Though child mortality under the age of five has come down considerably from 11.5 per cent in the last survey in 2003, through efforts such as immunisation, the number is still high.

“If women are not guaranteed that their child will live to adulthood, they will give birth to more of them so that in case two die, they have three left. It is a security precaution they take, but at the expense of the country in terms of social and economic impact,” said Mr Alfred Khang’ati, an assistant minister in the Office of the Prime Minister.

The current issue of The Economist echoes this sentiment by pointing out that since child mortality is higher in poor countries, the replacement rate is also much higher compared to rich countries.

The 2008/2009 DHS has reported the lowest fertility rate in the history of the country, at 46 children per 1,000 or 4.6 per cent, half the rate in 1975.

However, despite the rosy picture, experts point out that it is still too high.

“As a country, we can not develop in any significant way since demand will always outstrip supply. At the end of the day, the government will not meet the needs of the population,” said Mr John Mukui, a development policy consultant.

The global average fertility rate is 2.3 per cent. On a positive note, 92 per cent of Kenyan women attend ante natal care, which has helped to reduce child mortality.

But child delivery at health facilities remains a big challenge, currently standing at 43 per cent.

Vision 2030, the country’s development blueprint, has noted the high population growth as a key challenge.

At the current rate, analysts say the growth will impede targets set in Vision 2030.

But as the country struggles to curb child mortality, more efforts will need to be made on family planning measures as it is a key driver of controlling population growth.

It is not until the 2008/2009 budget that the government took family planning under its wing, previously left to willing donors.

Fertility rates are much high in rural areas, at five children per woman.

In urban areas, with access to family planning centres and better health care facilities, fertility stands at 2.9.

Only 46 per cent of married women surveyed use family planning methods.

The link between poverty and fertility is another major factor affecting development and planning.

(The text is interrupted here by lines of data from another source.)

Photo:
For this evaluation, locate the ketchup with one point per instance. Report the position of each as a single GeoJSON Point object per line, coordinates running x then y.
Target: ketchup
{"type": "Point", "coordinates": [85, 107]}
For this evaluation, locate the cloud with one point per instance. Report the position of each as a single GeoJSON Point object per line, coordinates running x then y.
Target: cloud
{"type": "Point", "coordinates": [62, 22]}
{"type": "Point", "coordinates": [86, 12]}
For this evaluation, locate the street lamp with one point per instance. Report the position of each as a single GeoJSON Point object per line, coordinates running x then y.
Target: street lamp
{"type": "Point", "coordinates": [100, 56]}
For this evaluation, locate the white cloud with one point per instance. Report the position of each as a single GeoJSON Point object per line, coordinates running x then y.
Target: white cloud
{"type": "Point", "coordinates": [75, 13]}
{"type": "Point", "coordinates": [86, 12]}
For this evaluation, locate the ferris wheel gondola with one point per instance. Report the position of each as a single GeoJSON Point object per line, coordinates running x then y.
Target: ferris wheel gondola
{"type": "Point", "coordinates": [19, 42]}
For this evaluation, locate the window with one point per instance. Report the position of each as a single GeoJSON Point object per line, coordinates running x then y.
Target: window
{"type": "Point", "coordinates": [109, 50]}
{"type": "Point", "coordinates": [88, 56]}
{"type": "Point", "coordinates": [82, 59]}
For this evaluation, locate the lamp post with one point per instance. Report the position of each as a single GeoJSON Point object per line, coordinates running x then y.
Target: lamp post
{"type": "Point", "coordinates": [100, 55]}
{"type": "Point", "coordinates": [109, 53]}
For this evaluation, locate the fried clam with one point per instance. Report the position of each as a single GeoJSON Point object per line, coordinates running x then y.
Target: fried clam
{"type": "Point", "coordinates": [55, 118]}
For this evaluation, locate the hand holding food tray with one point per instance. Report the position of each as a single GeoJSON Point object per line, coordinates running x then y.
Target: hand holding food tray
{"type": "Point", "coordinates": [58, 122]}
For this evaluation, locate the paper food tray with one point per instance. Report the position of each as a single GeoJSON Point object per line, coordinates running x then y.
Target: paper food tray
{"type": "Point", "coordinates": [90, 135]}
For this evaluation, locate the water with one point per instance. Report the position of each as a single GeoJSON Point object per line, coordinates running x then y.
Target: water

Mr Christopher Omollo, a senior manager in population and social statistics, told Business Daily that North Eastern province had the highest fertility rate of about 5.6 compared to Central and Nairobi at about two.

Slowing down population growth has its merits.

“The government can adequately provide for its citizenry,” said Mr Khang’ati.

The survey, done once every five years, used a sample size of 10,000 households.